Greetings fellow chefs, this is your leader speaking.
Since last year’s column “Tips from Bev” was so chock full of culinary breakthroughs, I decided to produce an addendum, except this time, it’s gonna be tips from me. You’re welcome.
Since my knowledge in the kitchen spans horizons too broad to cover in one column, I’m going to rein it in at boiling water. I know what you’re thinking:
“Boiling water? That’s way too advanced for us amateurs.”
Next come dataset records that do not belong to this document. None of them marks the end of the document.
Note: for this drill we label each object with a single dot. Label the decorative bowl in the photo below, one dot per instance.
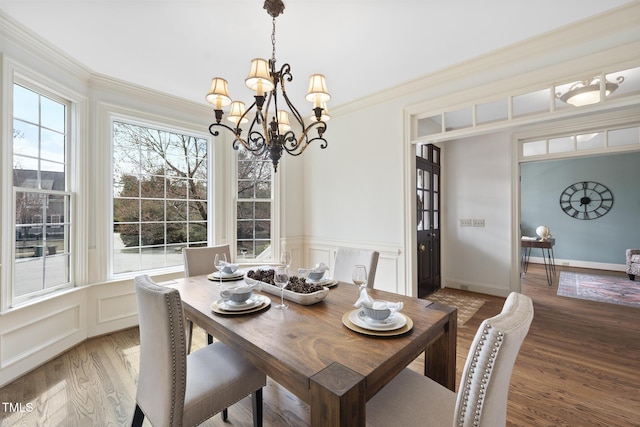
(315, 275)
(298, 298)
(229, 268)
(237, 293)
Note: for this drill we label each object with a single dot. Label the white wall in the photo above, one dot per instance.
(362, 194)
(477, 185)
(353, 190)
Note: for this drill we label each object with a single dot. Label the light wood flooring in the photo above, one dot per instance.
(579, 366)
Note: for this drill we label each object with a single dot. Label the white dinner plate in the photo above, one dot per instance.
(395, 321)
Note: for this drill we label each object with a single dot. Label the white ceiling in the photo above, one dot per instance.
(362, 46)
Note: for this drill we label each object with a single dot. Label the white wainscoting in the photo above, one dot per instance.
(390, 276)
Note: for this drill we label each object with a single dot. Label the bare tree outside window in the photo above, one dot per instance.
(254, 206)
(159, 196)
(41, 201)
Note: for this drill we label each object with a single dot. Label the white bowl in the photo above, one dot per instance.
(237, 293)
(228, 269)
(376, 313)
(315, 275)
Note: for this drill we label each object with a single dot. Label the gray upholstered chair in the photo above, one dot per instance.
(633, 263)
(411, 399)
(346, 258)
(199, 261)
(176, 389)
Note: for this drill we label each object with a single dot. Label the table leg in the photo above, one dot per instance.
(546, 258)
(552, 260)
(440, 357)
(337, 397)
(526, 253)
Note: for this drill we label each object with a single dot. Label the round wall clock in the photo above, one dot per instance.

Pish posh. I believe in you.
Now, boiling water can be tricky, and requires an extensive parchment scroll of ingredients. One must possess a pot and an element: water. When, and only when, the ingredients have been acquired may you proceed. The real kicker is the boiling.
Set the pot filled with your godly nectar on a stovetop — preferably a lit one — and wait for the bubbles to arrive. During this hiatus from being a mastermind in the kitchen, you can use the 45 minutes it typically takes for water to boil to amuse yourself. I personally enjoy pouring Elmer’s glue all over my hands and peeling it off, but if you have a more sophisticated way of killing time, be my guest.
Once the bubbles have fought their way to the surface, you have several options. You can either turn the fire off and call it a day, or you can decide to live on the edge and throw something else into the pot. Though I have rarely made it past the boiling, brave souls inform me that this “something else” is typically uncooked pasta, an egg or any other contents of your fridge you feel like experimenting with.
Should you choose the former, I commend you. Unfortunately, even my extensive culinary background is not equipped to handle what comes after seeing bubbles.
I’m usually so stunned at my progress that I flail my arms uncontrollably, knocking the pot over, injuring myself and others. But I’m sure that won’t happen to you, young padawans.